Ces sombres faits s’accompagnent d’autres tout aussi condamnables au niveau pénale. Les salariés de la structure, dont certains en contrat aidé, n’étaient pas payés. Gilles, lui, touchait bien les aides de l’Etat lié à ce type de contrat. Les dysfonctionnements, infractions administratives et financières sont nombreux.
La mairie peut elle aussi en témoigner. Le prévenu devait payer une redevance mensuelle. La commune n’a pas reçu le moindre centime. De même, les bâtiments alloués ne servaient pas d’abri aux équidés mais à... stocker des meubles pour une activité de brocante. Dès le départ, le prévenu n’avait pas le droit de signer le contrat avec la commune. Il faisait l’objet d’une procédure judiciaire l’interdisant de gérer une activité d’élevage.

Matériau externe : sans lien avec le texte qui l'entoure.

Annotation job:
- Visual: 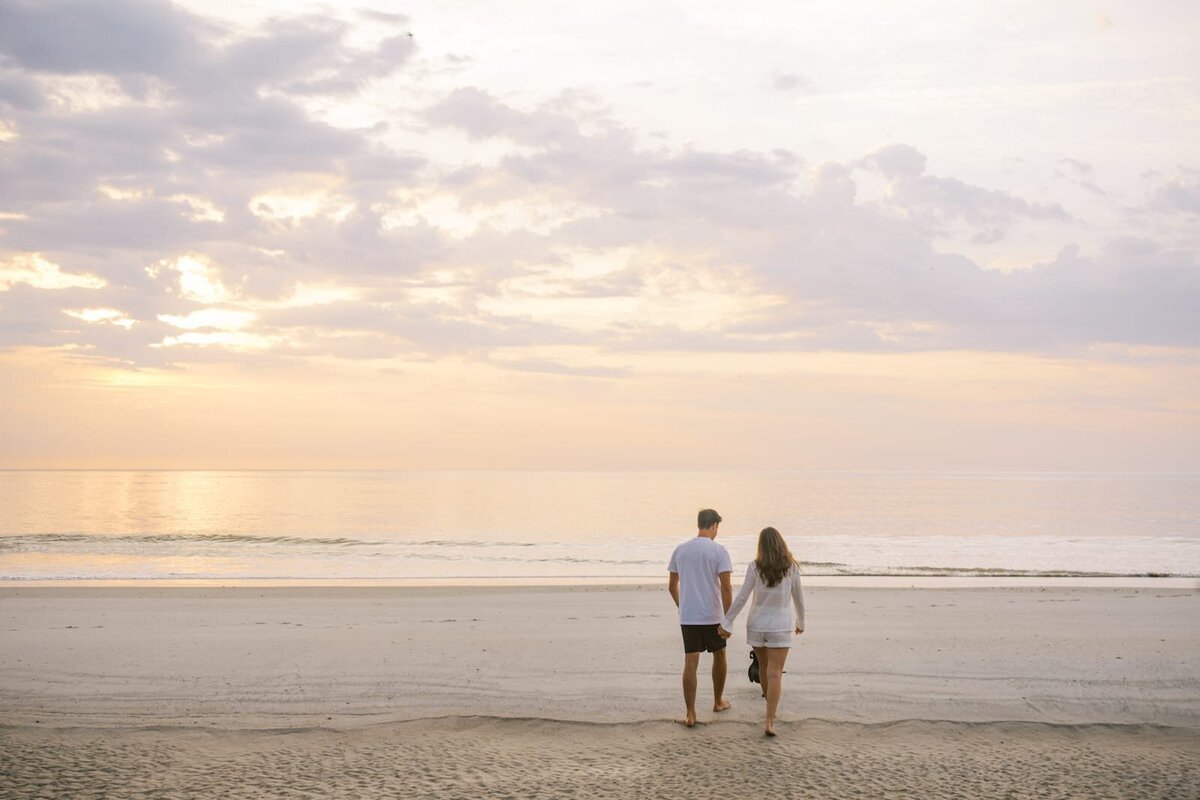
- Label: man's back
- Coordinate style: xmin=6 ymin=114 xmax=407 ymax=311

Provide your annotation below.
xmin=667 ymin=536 xmax=733 ymax=625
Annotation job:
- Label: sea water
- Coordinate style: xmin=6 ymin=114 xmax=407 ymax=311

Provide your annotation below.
xmin=0 ymin=470 xmax=1200 ymax=582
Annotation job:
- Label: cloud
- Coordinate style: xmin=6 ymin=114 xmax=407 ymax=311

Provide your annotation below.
xmin=0 ymin=0 xmax=1200 ymax=377
xmin=770 ymin=72 xmax=812 ymax=94
xmin=859 ymin=144 xmax=1072 ymax=241
xmin=1146 ymin=166 xmax=1200 ymax=213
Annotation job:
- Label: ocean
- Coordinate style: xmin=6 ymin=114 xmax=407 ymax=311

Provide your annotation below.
xmin=0 ymin=470 xmax=1200 ymax=582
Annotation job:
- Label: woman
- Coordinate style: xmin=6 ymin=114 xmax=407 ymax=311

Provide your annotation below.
xmin=718 ymin=528 xmax=804 ymax=736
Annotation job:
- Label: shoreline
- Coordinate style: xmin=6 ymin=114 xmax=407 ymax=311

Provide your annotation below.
xmin=0 ymin=582 xmax=1200 ymax=730
xmin=9 ymin=575 xmax=1200 ymax=591
xmin=0 ymin=584 xmax=1200 ymax=800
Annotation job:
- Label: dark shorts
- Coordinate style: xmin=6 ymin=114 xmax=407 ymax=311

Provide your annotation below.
xmin=679 ymin=622 xmax=725 ymax=652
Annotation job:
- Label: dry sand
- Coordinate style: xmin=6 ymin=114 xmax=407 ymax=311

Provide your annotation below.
xmin=0 ymin=587 xmax=1200 ymax=798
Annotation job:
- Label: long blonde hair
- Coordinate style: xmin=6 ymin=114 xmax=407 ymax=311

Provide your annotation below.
xmin=754 ymin=528 xmax=796 ymax=587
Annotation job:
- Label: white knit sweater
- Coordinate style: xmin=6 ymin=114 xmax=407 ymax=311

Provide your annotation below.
xmin=721 ymin=561 xmax=804 ymax=632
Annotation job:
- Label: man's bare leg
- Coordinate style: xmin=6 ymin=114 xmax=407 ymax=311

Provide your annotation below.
xmin=713 ymin=648 xmax=731 ymax=711
xmin=683 ymin=652 xmax=700 ymax=728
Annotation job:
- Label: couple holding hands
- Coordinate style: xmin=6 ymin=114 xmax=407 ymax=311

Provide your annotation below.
xmin=667 ymin=509 xmax=804 ymax=736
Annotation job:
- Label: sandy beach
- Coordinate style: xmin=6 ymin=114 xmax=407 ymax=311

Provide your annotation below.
xmin=0 ymin=587 xmax=1200 ymax=798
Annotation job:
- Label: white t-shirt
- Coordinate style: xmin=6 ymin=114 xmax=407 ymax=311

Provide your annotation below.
xmin=667 ymin=536 xmax=733 ymax=625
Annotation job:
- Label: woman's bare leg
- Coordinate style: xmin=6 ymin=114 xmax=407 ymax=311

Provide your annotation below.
xmin=763 ymin=648 xmax=788 ymax=736
xmin=754 ymin=648 xmax=767 ymax=697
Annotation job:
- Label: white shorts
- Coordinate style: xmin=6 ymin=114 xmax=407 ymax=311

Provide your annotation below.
xmin=746 ymin=630 xmax=792 ymax=648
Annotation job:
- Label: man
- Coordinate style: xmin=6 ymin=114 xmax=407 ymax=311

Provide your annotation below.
xmin=667 ymin=509 xmax=733 ymax=728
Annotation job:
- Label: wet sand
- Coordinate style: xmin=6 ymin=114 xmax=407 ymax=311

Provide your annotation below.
xmin=0 ymin=587 xmax=1200 ymax=798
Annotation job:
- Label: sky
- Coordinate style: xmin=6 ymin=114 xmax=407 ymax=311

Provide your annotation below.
xmin=0 ymin=0 xmax=1200 ymax=470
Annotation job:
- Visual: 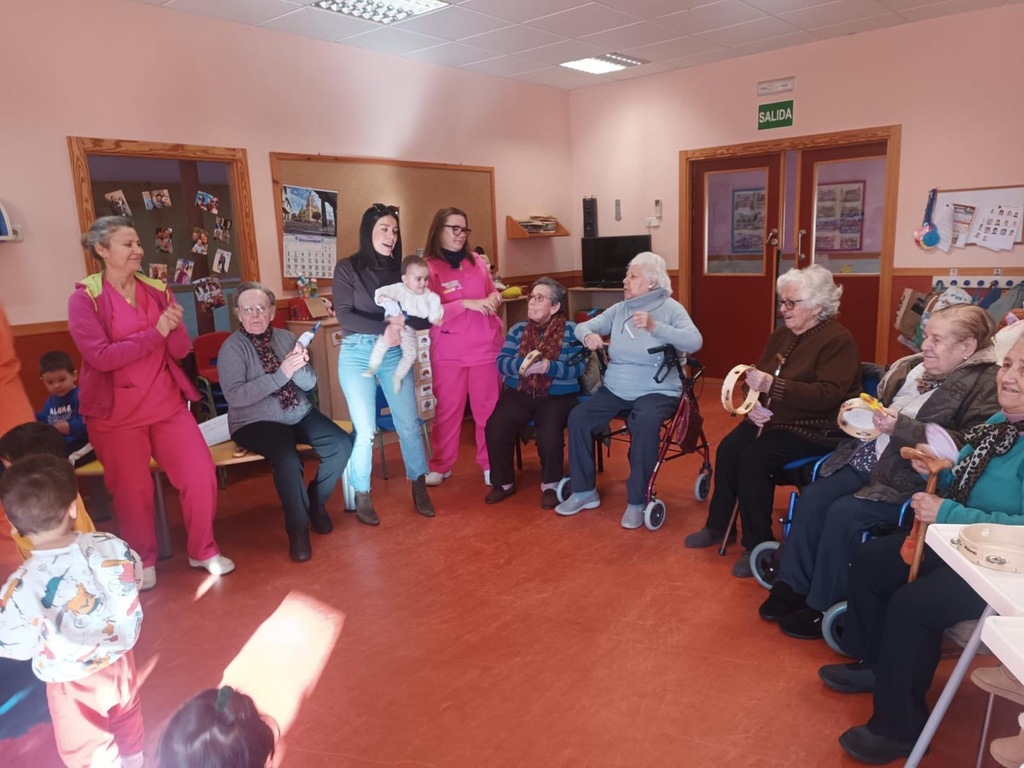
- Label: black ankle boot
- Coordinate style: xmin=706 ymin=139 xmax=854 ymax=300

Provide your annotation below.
xmin=355 ymin=490 xmax=381 ymax=525
xmin=413 ymin=475 xmax=434 ymax=517
xmin=288 ymin=529 xmax=313 ymax=562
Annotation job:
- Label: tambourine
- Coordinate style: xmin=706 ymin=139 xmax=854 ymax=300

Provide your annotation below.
xmin=952 ymin=522 xmax=1024 ymax=573
xmin=836 ymin=397 xmax=882 ymax=440
xmin=519 ymin=349 xmax=544 ymax=376
xmin=722 ymin=366 xmax=761 ymax=416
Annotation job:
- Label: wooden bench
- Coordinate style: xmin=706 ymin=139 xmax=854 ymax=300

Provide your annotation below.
xmin=75 ymin=420 xmax=355 ymax=560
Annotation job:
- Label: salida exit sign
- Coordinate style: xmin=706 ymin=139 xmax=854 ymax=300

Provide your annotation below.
xmin=758 ymin=98 xmax=793 ymax=131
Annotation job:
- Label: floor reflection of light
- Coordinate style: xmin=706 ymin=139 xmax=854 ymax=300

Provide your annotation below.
xmin=220 ymin=592 xmax=345 ymax=763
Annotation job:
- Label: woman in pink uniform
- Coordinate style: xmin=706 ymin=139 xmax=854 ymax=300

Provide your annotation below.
xmin=68 ymin=216 xmax=234 ymax=589
xmin=426 ymin=208 xmax=504 ymax=485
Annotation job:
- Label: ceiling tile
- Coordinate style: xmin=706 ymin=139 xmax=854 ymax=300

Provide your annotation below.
xmin=461 ymin=0 xmax=587 ymax=22
xmin=164 ymin=0 xmax=305 ymax=24
xmin=699 ymin=16 xmax=800 ymax=47
xmin=580 ymin=22 xmax=679 ymax=51
xmin=389 ymin=5 xmax=509 ymax=40
xmin=261 ymin=8 xmax=380 ymax=40
xmin=654 ymin=0 xmax=765 ymax=35
xmin=462 ymin=24 xmax=565 ymax=53
xmin=343 ymin=25 xmax=447 ymax=56
xmin=406 ymin=43 xmax=496 ymax=67
xmin=526 ymin=3 xmax=637 ymax=38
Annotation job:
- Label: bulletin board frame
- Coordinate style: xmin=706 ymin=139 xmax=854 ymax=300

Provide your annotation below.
xmin=270 ymin=152 xmax=498 ymax=290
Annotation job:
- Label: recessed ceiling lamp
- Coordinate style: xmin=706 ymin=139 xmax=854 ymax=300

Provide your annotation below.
xmin=558 ymin=53 xmax=650 ymax=75
xmin=313 ymin=0 xmax=447 ymax=24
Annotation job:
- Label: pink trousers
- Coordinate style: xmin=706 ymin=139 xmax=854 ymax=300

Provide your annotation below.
xmin=46 ymin=651 xmax=144 ymax=768
xmin=89 ymin=408 xmax=218 ymax=567
xmin=430 ymin=362 xmax=501 ymax=472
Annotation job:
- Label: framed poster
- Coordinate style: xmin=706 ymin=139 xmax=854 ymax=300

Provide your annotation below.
xmin=814 ymin=181 xmax=864 ymax=252
xmin=732 ymin=187 xmax=767 ymax=253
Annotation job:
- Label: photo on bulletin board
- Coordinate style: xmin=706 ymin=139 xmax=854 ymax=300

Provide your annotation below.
xmin=814 ymin=181 xmax=865 ymax=251
xmin=732 ymin=188 xmax=767 ymax=253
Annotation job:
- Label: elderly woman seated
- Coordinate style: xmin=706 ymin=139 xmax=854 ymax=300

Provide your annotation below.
xmin=217 ymin=283 xmax=352 ymax=562
xmin=483 ymin=278 xmax=586 ymax=509
xmin=555 ymin=252 xmax=703 ymax=528
xmin=818 ymin=324 xmax=1024 ymax=765
xmin=685 ymin=264 xmax=860 ymax=578
xmin=760 ymin=304 xmax=998 ymax=639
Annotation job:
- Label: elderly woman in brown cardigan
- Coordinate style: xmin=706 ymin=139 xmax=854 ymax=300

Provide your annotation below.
xmin=685 ymin=264 xmax=860 ymax=578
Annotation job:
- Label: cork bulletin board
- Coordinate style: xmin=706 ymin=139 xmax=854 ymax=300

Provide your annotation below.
xmin=270 ymin=153 xmax=498 ymax=289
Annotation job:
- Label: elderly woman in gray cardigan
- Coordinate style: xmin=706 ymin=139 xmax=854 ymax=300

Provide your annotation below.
xmin=217 ymin=283 xmax=352 ymax=562
xmin=555 ymin=251 xmax=703 ymax=528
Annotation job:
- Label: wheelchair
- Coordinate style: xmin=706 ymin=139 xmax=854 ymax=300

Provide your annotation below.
xmin=557 ymin=344 xmax=713 ymax=530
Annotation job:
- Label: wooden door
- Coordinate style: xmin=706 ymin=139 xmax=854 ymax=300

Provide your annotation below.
xmin=689 ymin=153 xmax=782 ymax=378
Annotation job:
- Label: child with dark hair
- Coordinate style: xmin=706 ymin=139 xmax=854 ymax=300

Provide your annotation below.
xmin=0 ymin=421 xmax=96 ymax=561
xmin=158 ymin=685 xmax=276 ymax=768
xmin=362 ymin=256 xmax=443 ymax=392
xmin=0 ymin=455 xmax=144 ymax=768
xmin=36 ymin=350 xmax=90 ymax=465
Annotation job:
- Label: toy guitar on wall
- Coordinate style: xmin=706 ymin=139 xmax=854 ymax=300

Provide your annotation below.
xmin=913 ymin=189 xmax=939 ymax=250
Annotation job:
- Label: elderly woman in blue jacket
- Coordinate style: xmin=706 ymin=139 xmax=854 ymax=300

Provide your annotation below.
xmin=555 ymin=251 xmax=703 ymax=528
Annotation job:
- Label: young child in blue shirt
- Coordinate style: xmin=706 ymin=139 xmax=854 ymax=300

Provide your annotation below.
xmin=36 ymin=350 xmax=95 ymax=466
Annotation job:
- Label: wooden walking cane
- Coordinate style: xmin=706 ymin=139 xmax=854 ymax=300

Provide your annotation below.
xmin=899 ymin=446 xmax=953 ymax=584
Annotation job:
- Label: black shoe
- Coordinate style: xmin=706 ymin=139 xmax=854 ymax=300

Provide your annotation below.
xmin=758 ymin=582 xmax=807 ymax=622
xmin=413 ymin=475 xmax=434 ymax=517
xmin=778 ymin=608 xmax=824 ymax=640
xmin=839 ymin=725 xmax=914 ymax=765
xmin=288 ymin=529 xmax=313 ymax=562
xmin=355 ymin=490 xmax=381 ymax=525
xmin=818 ymin=662 xmax=874 ymax=693
xmin=483 ymin=485 xmax=516 ymax=506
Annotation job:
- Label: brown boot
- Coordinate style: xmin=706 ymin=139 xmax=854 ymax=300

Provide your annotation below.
xmin=413 ymin=475 xmax=434 ymax=517
xmin=355 ymin=490 xmax=381 ymax=525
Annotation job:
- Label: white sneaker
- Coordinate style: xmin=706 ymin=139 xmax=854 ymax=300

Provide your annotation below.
xmin=138 ymin=565 xmax=157 ymax=592
xmin=424 ymin=470 xmax=452 ymax=485
xmin=188 ymin=555 xmax=234 ymax=575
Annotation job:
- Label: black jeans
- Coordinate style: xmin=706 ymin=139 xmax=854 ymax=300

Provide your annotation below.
xmin=707 ymin=420 xmax=828 ymax=552
xmin=843 ymin=534 xmax=985 ymax=741
xmin=484 ymin=389 xmax=577 ymax=487
xmin=231 ymin=409 xmax=352 ymax=534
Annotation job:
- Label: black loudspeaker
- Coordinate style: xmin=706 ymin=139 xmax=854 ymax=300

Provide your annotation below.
xmin=583 ymin=198 xmax=597 ymax=238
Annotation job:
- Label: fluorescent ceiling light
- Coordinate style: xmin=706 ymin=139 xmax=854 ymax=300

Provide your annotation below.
xmin=559 ymin=53 xmax=650 ymax=75
xmin=313 ymin=0 xmax=447 ymax=24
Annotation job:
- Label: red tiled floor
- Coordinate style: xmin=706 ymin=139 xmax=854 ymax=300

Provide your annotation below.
xmin=0 ymin=385 xmax=1018 ymax=768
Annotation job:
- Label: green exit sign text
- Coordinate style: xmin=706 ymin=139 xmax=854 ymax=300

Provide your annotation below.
xmin=758 ymin=98 xmax=793 ymax=131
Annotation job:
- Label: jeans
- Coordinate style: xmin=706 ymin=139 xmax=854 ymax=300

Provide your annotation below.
xmin=338 ymin=334 xmax=429 ymax=494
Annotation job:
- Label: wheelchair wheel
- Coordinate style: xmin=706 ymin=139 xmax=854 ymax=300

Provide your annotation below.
xmin=751 ymin=542 xmax=779 ymax=590
xmin=555 ymin=477 xmax=572 ymax=504
xmin=643 ymin=499 xmax=665 ymax=530
xmin=693 ymin=469 xmax=711 ymax=502
xmin=821 ymin=600 xmax=850 ymax=656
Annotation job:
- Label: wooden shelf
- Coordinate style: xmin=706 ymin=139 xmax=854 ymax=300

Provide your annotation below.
xmin=505 ymin=216 xmax=569 ymax=240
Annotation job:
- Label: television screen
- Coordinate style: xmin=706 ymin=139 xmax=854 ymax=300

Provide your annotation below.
xmin=581 ymin=234 xmax=650 ymax=288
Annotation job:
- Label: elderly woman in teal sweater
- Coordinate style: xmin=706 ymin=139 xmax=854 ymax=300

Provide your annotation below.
xmin=555 ymin=251 xmax=703 ymax=528
xmin=818 ymin=324 xmax=1024 ymax=765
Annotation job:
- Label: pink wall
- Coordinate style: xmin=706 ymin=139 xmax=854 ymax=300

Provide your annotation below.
xmin=570 ymin=5 xmax=1024 ymax=273
xmin=0 ymin=0 xmax=573 ymax=324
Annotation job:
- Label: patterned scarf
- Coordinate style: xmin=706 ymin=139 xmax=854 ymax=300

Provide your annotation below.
xmin=242 ymin=328 xmax=299 ymax=411
xmin=947 ymin=421 xmax=1024 ymax=504
xmin=517 ymin=312 xmax=565 ymax=397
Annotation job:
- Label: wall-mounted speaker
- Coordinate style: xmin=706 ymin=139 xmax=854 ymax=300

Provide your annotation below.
xmin=583 ymin=198 xmax=597 ymax=238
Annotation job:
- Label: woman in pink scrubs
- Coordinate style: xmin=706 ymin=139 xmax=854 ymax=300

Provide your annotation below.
xmin=68 ymin=216 xmax=234 ymax=589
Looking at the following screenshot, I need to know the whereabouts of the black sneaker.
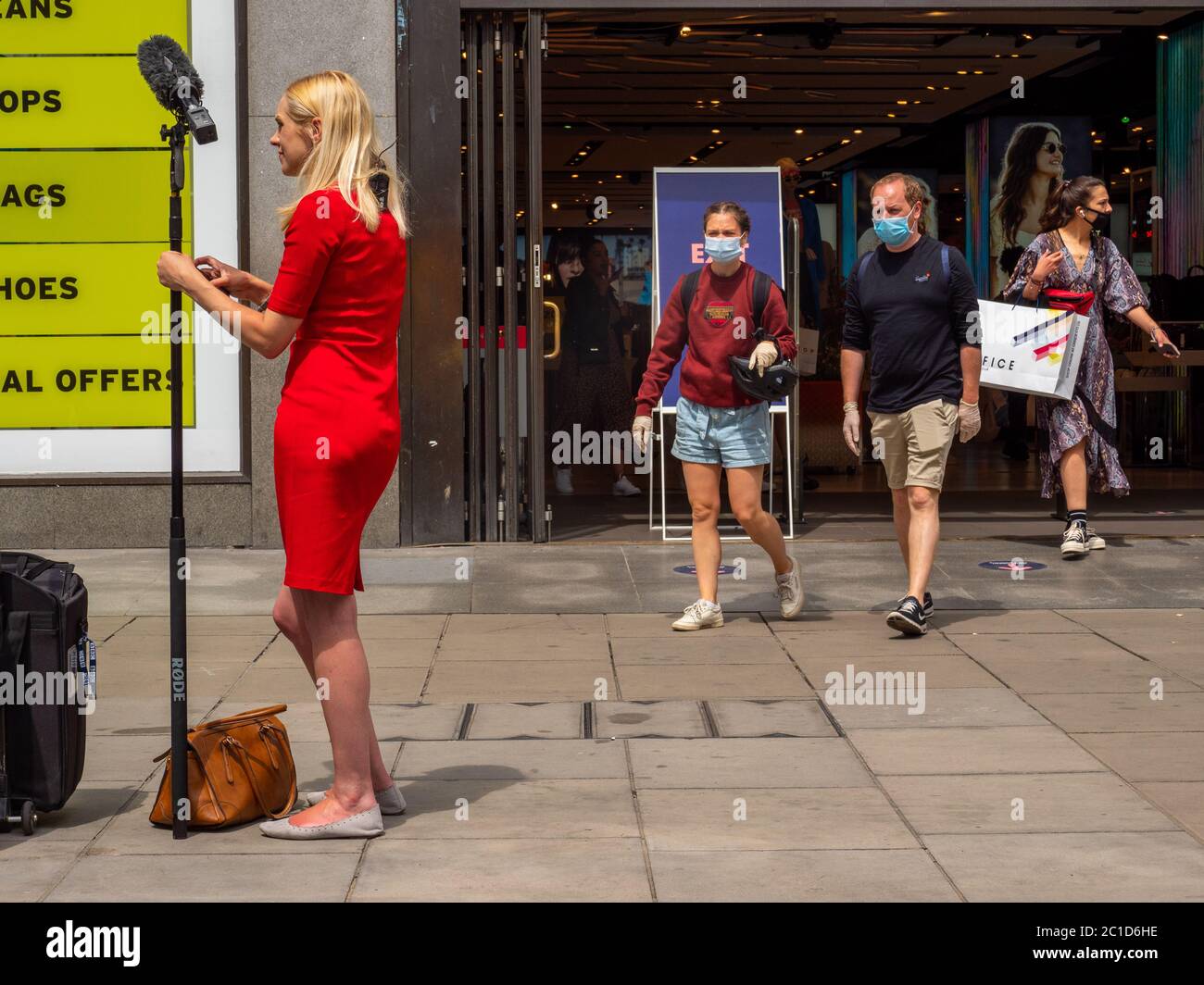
[895,592,935,619]
[886,595,928,636]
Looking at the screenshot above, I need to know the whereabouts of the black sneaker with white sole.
[895,592,936,619]
[886,595,928,636]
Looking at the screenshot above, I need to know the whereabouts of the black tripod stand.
[159,123,192,838]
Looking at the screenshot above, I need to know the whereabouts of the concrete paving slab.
[422,659,617,704]
[934,609,1083,636]
[649,849,959,904]
[707,700,837,738]
[0,838,80,904]
[883,773,1177,834]
[959,634,1200,695]
[847,725,1104,777]
[778,621,960,660]
[639,786,919,852]
[629,738,873,790]
[618,664,814,701]
[1136,782,1204,841]
[394,738,627,782]
[438,631,610,664]
[610,626,790,666]
[1059,607,1204,633]
[591,701,707,738]
[289,738,401,790]
[350,838,651,904]
[795,653,1004,695]
[467,701,584,740]
[383,778,639,840]
[1071,732,1204,782]
[45,852,360,904]
[816,683,1045,731]
[1028,689,1204,732]
[208,695,454,742]
[924,831,1204,902]
[87,792,363,857]
[225,661,426,704]
[443,612,606,643]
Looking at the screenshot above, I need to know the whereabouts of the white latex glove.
[958,400,983,444]
[631,414,653,452]
[749,342,778,376]
[842,404,861,455]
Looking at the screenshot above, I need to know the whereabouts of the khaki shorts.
[868,399,958,490]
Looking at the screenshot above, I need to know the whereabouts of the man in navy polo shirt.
[840,172,982,636]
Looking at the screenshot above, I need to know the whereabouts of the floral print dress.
[1003,231,1150,499]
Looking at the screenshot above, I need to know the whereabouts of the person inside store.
[631,201,803,631]
[1003,175,1179,559]
[157,71,407,840]
[840,172,982,636]
[991,121,1066,295]
[553,239,639,496]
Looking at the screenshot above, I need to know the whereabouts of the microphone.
[139,33,218,143]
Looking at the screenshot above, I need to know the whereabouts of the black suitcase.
[0,552,95,834]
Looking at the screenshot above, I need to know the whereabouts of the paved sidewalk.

Au final, «il n’y a pas un seul domaine où il n’est pas hors la loi», souligne Me Touraille, qui assiste la SPA de la Creuse. Les témoignages, accusations sont lourds et ils concordent. Alors le prévenu s’en est remis à ce qu’il fait de mieux : une tentative de manipulation, se posant en victime. Il a poursuivi jusque dans le champ judiciaire. Absent lors de l’audience, l’homme a prétexté un AVC, qu’il n’a pas pris le soin de justifier... Sa demande de renvoi a été refusée. Ses multiples abus, parmi lesquels des indemnisations toujours impayées à ses ex-salariés, ne lui confèrent plus aucun crédit. Ils poussent même à la méfiance. Le tribunal n’a pas pris de risque et a ordonné à l’encontre de l’homme un mandat d’arrêt.